Go back to just 1" spacers and they prolly wont rub as bad. I've run 31's with a little modification and a 3/2 lift. Rubbed the black floorboards worse with 1.5" spacers in the front vs the 1", but i had to go to 1.5" spacers up front because the 31's were so tall, they would catch the frame bad on the right side with just the 1". I slightly modified my floorboards and moved them back a little to run the 31's. Still rubbed slightly, but nothing i couldnt live with.


----------



## KingZilla (Dec 22, 2011)

not sure if i wanna go to the 1" in the front...reason being is that when i turn my wheels, i only have bout 1/2" or less untill the tire hits the frame just sitting...i think i wanna try and do what bootlegger did and remove the floorboard plastics...not sure what he used to keep the side of the body from flapping around tho...ive pm'd him a couple times over the last few months n he hasnt responded...guess he hasnt been on in a long while...know ne one on here that talks to him on the reg that can get ahold of him for me?...u said you have a 3/2 lift how did you get the extra 1" in the front?


----------



## CRAZYCRACKAZ71 (Oct 8, 2011)

i have 29.5 ols on my king and i didnt have no rubbing isssues. didnt have to cut anything or heat anything. The only thing i cut was the bar that runs behing the back floor board i cut that off and made a new one


----------



## CRAZYCRACKAZ71 (Oct 8, 2011)

ol2s**


----------



## king05 (Oct 13, 2010)

KingZilla said:


> u said you have a 3/2 lift how did you get the extra 1" in the front?


 
I am running a 2" bracket lift on the rear.
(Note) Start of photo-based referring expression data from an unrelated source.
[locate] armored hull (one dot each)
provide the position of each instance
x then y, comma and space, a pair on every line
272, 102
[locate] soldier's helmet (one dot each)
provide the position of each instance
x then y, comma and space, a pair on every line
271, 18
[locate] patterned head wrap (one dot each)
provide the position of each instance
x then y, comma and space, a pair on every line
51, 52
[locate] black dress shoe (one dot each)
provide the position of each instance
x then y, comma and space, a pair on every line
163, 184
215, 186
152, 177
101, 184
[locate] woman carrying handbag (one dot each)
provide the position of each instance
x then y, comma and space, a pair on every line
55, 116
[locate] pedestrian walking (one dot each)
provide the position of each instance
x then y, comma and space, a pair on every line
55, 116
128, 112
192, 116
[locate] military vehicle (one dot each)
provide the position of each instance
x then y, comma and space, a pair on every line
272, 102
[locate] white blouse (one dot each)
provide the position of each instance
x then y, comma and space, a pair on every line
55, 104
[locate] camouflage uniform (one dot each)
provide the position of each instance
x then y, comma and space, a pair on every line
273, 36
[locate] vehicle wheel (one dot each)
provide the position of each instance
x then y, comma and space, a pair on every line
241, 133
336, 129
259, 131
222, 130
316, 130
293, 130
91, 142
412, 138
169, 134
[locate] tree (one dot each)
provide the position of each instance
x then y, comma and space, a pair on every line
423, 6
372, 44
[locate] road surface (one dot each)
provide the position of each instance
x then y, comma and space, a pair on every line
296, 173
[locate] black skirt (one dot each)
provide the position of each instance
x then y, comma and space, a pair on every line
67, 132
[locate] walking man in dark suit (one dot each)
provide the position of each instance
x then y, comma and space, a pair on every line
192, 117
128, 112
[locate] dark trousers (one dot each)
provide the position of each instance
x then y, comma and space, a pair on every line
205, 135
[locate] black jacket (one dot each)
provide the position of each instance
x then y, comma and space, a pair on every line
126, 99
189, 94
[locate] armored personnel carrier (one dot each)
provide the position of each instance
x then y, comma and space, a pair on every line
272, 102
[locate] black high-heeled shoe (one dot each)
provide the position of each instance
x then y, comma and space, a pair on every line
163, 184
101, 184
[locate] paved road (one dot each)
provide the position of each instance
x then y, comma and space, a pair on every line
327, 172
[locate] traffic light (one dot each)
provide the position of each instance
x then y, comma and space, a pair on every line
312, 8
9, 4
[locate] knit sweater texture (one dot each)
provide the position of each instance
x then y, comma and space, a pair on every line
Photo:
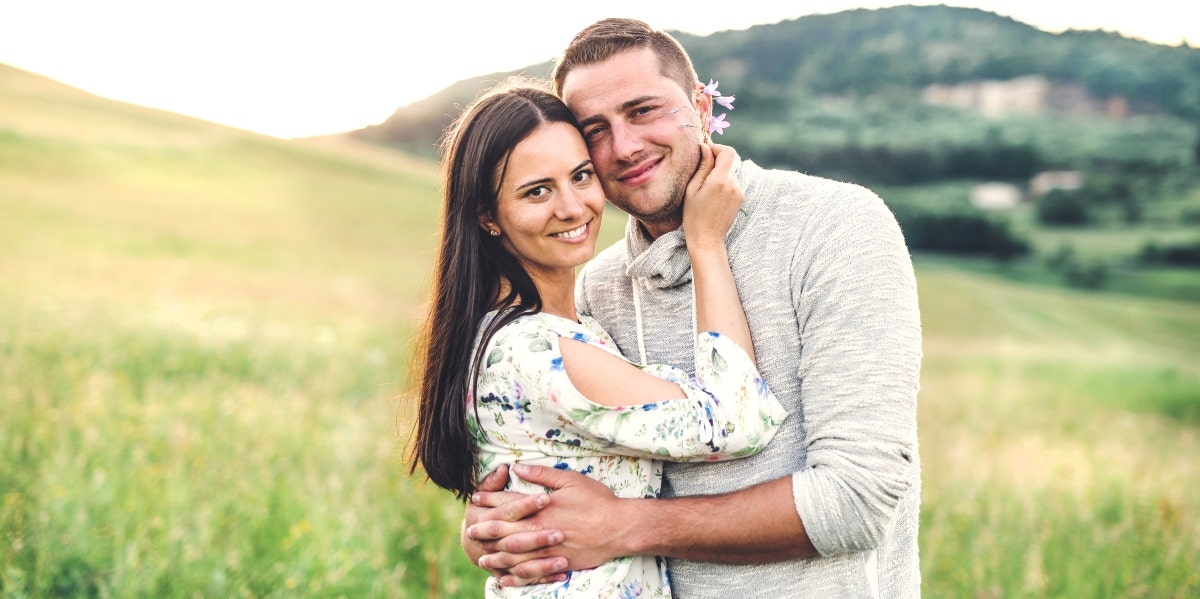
831, 295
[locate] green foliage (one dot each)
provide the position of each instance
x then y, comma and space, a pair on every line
961, 232
1182, 255
203, 339
1059, 208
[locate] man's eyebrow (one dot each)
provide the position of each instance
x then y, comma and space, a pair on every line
623, 107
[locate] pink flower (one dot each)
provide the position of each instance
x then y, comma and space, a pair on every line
718, 124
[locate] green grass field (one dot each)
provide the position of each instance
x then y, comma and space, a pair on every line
203, 339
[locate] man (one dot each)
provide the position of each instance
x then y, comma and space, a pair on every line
831, 507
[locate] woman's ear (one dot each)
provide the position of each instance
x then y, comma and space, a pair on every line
489, 225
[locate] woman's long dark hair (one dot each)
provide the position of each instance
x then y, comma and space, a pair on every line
472, 273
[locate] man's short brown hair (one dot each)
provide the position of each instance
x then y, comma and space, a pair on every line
607, 37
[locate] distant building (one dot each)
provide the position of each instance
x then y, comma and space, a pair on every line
1030, 95
995, 196
1049, 180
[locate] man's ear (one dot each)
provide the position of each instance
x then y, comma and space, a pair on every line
703, 103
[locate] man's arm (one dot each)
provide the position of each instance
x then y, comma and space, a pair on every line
861, 376
754, 525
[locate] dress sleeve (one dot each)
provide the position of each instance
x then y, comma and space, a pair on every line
726, 412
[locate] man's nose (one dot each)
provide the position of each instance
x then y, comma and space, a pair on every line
569, 205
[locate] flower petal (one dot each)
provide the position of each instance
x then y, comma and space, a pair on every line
718, 124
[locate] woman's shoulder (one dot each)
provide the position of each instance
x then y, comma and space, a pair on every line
544, 329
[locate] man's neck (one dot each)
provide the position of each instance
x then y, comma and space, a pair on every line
659, 228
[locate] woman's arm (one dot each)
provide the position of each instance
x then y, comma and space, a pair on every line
709, 208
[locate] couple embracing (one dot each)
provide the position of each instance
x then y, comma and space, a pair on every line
720, 405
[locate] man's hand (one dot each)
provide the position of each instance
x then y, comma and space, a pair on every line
580, 526
493, 522
713, 197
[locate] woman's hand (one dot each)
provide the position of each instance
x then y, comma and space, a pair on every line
712, 199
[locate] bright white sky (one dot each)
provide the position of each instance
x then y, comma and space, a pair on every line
297, 67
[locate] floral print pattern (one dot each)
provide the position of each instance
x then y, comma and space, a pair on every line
526, 409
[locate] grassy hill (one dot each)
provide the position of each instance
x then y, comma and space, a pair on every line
203, 341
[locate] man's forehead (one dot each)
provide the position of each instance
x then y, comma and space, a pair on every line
615, 83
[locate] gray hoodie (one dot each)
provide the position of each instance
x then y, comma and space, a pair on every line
831, 295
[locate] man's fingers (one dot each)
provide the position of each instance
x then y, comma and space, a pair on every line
527, 567
539, 568
528, 538
508, 503
702, 171
528, 541
509, 580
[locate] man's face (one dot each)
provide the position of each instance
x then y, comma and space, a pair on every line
643, 133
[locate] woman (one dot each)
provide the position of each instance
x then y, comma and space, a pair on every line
543, 383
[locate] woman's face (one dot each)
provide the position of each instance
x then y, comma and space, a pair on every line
550, 203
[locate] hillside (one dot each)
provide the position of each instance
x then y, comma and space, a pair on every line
887, 57
203, 346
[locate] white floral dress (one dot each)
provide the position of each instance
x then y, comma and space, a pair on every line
526, 409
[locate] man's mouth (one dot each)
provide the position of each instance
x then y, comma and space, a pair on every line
641, 173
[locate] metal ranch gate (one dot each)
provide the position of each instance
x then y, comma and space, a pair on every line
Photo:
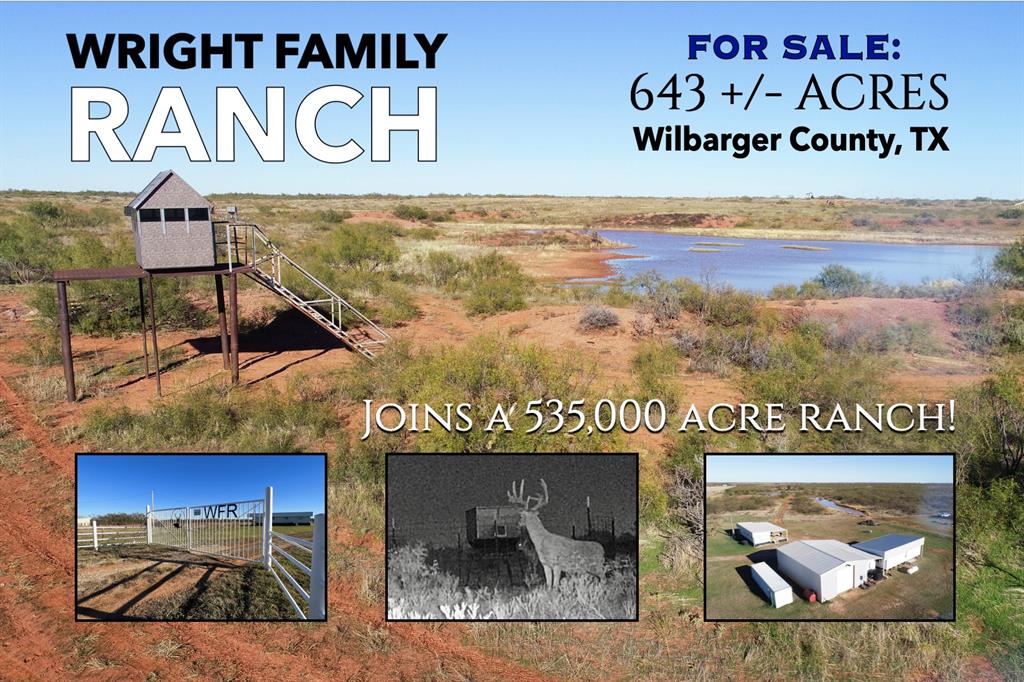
241, 530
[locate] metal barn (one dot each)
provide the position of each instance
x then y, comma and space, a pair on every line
779, 592
893, 550
762, 533
826, 566
487, 526
171, 224
285, 518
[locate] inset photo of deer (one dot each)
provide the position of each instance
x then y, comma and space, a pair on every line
512, 537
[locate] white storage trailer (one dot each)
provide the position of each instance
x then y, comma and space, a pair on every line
762, 533
779, 592
826, 566
893, 550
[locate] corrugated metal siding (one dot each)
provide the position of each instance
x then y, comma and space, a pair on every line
770, 579
884, 544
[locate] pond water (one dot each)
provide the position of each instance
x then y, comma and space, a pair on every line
760, 264
832, 505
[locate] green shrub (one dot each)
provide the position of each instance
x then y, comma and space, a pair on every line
28, 252
728, 307
367, 247
218, 419
442, 269
840, 281
596, 317
496, 284
331, 216
411, 212
1010, 261
654, 369
111, 307
658, 298
783, 292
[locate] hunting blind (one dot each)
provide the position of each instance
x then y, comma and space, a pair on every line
176, 235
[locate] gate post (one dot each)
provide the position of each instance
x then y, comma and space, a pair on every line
267, 524
317, 579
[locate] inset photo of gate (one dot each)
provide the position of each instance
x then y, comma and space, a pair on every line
201, 537
512, 537
829, 538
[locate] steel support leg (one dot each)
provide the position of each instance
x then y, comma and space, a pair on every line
232, 288
221, 320
66, 341
153, 327
141, 316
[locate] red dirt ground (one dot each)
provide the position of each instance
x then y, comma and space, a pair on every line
38, 638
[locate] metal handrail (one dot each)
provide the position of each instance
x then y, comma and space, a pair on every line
288, 594
298, 564
261, 236
291, 579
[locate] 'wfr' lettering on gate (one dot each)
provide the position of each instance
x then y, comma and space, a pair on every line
216, 511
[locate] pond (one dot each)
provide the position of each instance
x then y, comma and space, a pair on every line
760, 264
832, 505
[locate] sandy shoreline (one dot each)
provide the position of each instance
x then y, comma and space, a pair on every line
565, 265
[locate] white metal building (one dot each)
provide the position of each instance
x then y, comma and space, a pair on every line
826, 566
761, 533
779, 592
893, 549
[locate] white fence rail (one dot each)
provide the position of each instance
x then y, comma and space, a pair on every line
94, 536
229, 529
241, 530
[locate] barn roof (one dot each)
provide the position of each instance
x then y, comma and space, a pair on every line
823, 555
771, 579
760, 526
883, 544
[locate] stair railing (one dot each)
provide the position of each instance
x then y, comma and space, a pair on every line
245, 253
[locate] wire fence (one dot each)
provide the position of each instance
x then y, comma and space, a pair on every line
231, 529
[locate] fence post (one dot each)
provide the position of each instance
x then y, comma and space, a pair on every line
317, 581
268, 524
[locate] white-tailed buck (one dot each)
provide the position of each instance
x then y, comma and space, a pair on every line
556, 553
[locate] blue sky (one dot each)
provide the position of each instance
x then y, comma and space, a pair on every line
122, 483
535, 98
829, 468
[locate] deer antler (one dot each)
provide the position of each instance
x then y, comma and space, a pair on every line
540, 502
516, 496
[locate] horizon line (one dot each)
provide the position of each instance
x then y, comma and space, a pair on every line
893, 482
978, 199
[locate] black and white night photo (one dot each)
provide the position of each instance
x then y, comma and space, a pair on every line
512, 537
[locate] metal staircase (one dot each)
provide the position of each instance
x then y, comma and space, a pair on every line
246, 246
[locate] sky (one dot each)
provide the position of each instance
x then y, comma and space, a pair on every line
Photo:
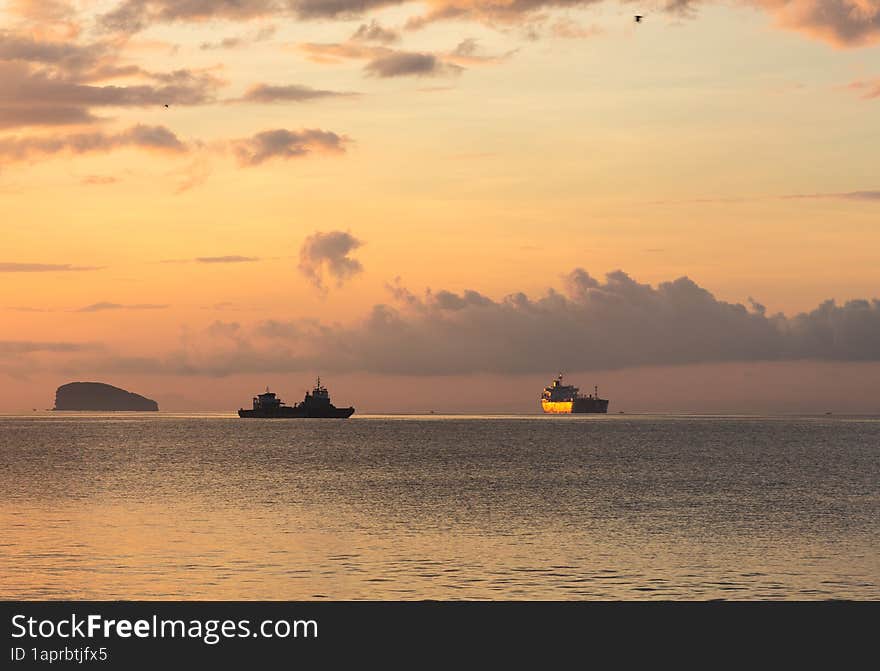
440, 205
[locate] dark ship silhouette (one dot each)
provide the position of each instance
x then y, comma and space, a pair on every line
564, 399
316, 404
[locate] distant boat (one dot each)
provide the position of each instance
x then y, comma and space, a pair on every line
564, 399
317, 405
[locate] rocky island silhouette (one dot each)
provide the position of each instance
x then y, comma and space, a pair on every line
101, 397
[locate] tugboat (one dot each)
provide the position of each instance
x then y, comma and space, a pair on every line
316, 404
564, 399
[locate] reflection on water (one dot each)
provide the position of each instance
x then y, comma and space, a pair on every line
200, 507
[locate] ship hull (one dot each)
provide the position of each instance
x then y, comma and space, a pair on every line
576, 406
286, 412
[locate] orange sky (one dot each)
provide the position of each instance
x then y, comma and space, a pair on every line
312, 166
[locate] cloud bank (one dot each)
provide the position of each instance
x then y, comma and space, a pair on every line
590, 325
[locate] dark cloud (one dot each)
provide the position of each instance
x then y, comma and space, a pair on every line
286, 144
157, 138
595, 325
8, 267
329, 254
104, 306
410, 64
374, 32
40, 97
227, 259
266, 93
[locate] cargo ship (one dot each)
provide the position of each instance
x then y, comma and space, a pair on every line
315, 404
564, 399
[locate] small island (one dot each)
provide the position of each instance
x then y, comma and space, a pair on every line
101, 397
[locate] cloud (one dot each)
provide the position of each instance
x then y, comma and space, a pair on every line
266, 93
98, 180
154, 138
286, 144
374, 32
407, 64
220, 329
568, 29
227, 259
869, 195
592, 324
844, 23
329, 254
64, 95
868, 89
469, 52
8, 267
133, 15
31, 347
104, 306
238, 41
384, 62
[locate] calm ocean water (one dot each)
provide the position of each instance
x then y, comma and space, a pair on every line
629, 507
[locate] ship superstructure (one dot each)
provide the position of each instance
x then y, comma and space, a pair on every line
564, 399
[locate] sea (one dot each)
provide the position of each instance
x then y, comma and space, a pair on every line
631, 507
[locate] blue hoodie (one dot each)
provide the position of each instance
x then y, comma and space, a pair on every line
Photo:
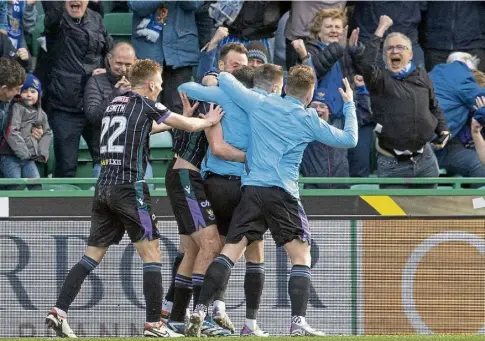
456, 90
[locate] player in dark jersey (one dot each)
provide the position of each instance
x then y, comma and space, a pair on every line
199, 235
122, 200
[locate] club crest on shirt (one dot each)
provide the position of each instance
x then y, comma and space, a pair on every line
210, 214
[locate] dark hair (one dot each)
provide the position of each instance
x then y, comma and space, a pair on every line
266, 75
245, 74
12, 74
301, 79
143, 69
236, 47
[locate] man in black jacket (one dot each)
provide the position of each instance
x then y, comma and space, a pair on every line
405, 109
99, 88
78, 43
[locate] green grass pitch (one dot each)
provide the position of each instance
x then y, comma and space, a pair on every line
287, 338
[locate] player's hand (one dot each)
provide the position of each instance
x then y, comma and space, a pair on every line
37, 133
385, 22
23, 53
446, 135
98, 71
214, 115
343, 38
476, 127
354, 37
299, 47
123, 84
220, 34
359, 80
348, 94
188, 109
480, 102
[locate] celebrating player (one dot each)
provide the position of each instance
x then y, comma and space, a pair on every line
122, 201
281, 128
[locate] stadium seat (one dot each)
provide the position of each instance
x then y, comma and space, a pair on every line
49, 187
161, 146
365, 187
84, 161
160, 153
118, 26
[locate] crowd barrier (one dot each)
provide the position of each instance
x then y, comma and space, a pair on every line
389, 262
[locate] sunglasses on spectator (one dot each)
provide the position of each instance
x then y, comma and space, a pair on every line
397, 48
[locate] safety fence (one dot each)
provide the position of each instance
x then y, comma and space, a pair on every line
383, 262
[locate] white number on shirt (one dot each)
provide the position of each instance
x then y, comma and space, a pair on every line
106, 123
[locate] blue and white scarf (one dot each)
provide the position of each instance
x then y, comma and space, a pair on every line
405, 71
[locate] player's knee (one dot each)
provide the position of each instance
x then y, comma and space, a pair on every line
211, 246
299, 252
255, 252
149, 251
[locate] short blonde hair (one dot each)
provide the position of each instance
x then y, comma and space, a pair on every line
142, 70
316, 24
301, 79
479, 77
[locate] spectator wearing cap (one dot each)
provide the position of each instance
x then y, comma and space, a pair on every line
3, 18
321, 160
77, 43
257, 54
331, 61
457, 90
22, 18
250, 20
22, 149
166, 32
300, 16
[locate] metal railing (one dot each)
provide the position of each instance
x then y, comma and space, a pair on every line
87, 185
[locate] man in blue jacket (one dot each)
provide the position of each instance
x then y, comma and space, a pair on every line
456, 91
280, 130
166, 32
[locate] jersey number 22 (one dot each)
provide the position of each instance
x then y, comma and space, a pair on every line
106, 123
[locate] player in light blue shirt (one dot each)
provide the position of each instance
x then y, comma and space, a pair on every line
223, 178
281, 128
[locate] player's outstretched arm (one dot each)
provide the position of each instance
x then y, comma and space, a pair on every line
221, 148
329, 135
241, 95
202, 93
193, 124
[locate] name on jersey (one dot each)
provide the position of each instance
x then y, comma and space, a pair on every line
116, 108
121, 99
111, 162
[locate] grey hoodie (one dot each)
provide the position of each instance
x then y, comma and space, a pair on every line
20, 140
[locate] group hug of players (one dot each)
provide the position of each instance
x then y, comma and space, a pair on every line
234, 176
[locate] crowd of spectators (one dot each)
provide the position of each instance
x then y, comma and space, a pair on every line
416, 68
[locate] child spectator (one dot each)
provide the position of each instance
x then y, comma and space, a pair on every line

In the front, the suspension is stock but with rhino 660 shocks on it. Those shocks by themselves lifted it 3". Its not recommended for any of the kings newer than 06 tho.


----------



## Saintsation (Mar 2, 2011)

I have ol2s with no lift no problem with rubbing I had to put lift springs because of passengers riding with me or hits a rut hard would make it rub back fenders but when put the lift springs it solved my problems


----------



## Godzilla (Jan 10, 2014)

*Suzuki with 29.5 outlaw 2s*

How well does ur suzuki do with them tires since they heavy


----------



## KingZilla (Dec 22, 2011)

well in my experiance...not so good...ive replaced my rear end cause i blew a hole through it a couple of months after having them...found out its cheaper to just buy a whole new rear end $750than replace the broken parts...and a month or so after that, the second drive gear pieces shredded apart in the motor...just got my motor taken out and apart to see the complete damage...this time im gonna be lookn at about $550 in parts and im estimating another $400-500 labor to have the old n new parts swapped out and the motor put back together...on the bright side ive never gotten stuck with these tires...just wish i could find aftermarket parts that will handle more stress...oh well guess i gotta pay to play.


----------